Un ruido seco, agudo, tenía que ser, si sonó horrible, casi como una bomba.
Así que subió para indagar si todo andaba bien, si podía ayudarlo en algo, pero
nadie abrió la puerta. De regreso creyó que a lo mejor se trataba de una fuga
de gas. Sí, porque había un olor extraño. Mujer, le dijo el marido, si fuese el
gas ya habríamos volado todos en el edificio. Por favor, deja de meterte en la
vida de los demás. A fin de cuentas, y a esas alturas, el único que volaba era
Rolando, con unas inmensas alas blancas de papel higiénico, primero sobre el
techo del baño, luego alrededor de la sala, vueltas y más vueltas, hasta
finalmente salir disparado hacia la calle en busca de una farmacia, unas
bolsitas de té, un corcho, más papel, algo, cualquier cosa que le aguantara
esas ganas incontrolables de seguir cagándose en su vida.

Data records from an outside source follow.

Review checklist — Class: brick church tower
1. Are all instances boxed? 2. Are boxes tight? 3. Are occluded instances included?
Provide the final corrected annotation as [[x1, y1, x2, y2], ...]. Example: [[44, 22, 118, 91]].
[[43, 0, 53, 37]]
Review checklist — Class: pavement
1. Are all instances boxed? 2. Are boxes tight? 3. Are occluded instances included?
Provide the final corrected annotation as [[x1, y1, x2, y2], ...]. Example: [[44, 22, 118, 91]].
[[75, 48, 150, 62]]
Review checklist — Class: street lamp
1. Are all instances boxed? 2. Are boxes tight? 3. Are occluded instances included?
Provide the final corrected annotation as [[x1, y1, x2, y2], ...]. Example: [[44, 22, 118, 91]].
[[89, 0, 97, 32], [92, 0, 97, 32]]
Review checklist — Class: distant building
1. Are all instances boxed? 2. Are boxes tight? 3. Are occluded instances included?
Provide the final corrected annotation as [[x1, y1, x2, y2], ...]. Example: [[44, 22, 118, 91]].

Tuvo que pasar un mes hasta que desapareciera la última muestra colectiva de
burla. Para entonces, ya Rolando había instalado su computadora en el baño.

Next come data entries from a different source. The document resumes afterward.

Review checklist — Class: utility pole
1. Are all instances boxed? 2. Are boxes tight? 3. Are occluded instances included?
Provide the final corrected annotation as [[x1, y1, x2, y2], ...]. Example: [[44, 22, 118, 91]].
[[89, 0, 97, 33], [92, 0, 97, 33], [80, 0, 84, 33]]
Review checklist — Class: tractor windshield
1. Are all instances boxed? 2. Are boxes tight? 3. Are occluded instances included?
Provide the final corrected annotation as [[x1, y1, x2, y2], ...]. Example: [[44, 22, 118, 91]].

Tenía que afrontarlo. Escribir era una obligación fisiológica, parte de su propio
cuerpo, debía de valer la pena, no importaba si fueron una o fueron dos, si
fueron tres o cuatrocientos, porque la vieja de abajo ya no volvería a llamar a
los bomberos, había sido cuestión de minutos, debiste hacerlo, mujer, dijo
luego el marido moviendo la cabeza de un lado al otro, debiste llamar, porque
entonces sí los hubieran evacuado a todos del edificio, los hubieran puesto a
buen recaudo antes que la explosión hiciera volar en pedazos el décimo piso y
Rolando acabara dando vueltas en el aire, una y otra vez, primero sobre el
baño, luego alrededor de la sala, para salir despedido finalmente por la
ventana con unas enormes alas blancas, demasiado frágiles para levantar
vuelo hasta la farmacia de turno más cercana.